The front-runner in Iraqi elections, the populist Shiite cleric Moktada al-Sadr, wasted little time trying to prove to potential allies that he is serious about shaking up the government and cleaning up corruption as he worked to cobble together a governing coalition. The IHEC found that Hadi al-Amiri's coalition is in second place, and current Prime Minister Haider al-Abadi's group is listed in third place. The younger al-Sadr campaigned on a cross-sectarian platform of fighting corruption and investing in services and struck a surprising alliance with the Communist Party in the capital.
The votes in the Kurdish provinces of Dohuk and Kirkuk are still to be counted, but their results will not affect al-Sadr's victory. It says it will announce the remaining results Tuesday.
Al-Sadr led the Mahdi army in the early years of the war on terror, using IEDs and machine guns to kill Western forces, O'Neill said.
The poll noticed a report low turnout, as exclusively 44.5 % of eligible voters headed to the polls within the lowest participation fee because the 2003 US-led ouster of Saddam Hussein.
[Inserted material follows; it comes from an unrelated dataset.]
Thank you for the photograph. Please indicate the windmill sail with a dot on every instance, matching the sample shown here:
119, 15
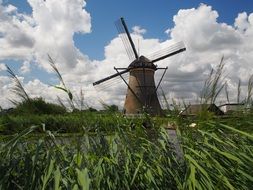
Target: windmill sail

The elections on Saturday - hit by record abstentions - saw a clear rejection of the Iraqi elite that has run the country since the ouster of Saddam Hussein in 2003.
Responding to Mr Abadi's comments, Mr Al Sadr described his victory as "an achievement for the Iraqi people and its national entitlement".
"I call on Iraqis to respect the results of the elections", he said.
The main question for Iraqis, regional powers and Western allies now is who will become the next prime mister and form the government.
The remaining uncounted ballots, mostly from Iraqis overseas, the security services, and internally displaced people voting in camps and elsewhere, might change the final seat tallies but only marginally.
Reuters calculations based on the document showed Sadr had won the nationwide popular vote with over 1.3 million votes and gained around 54 of parliament's 329 seats.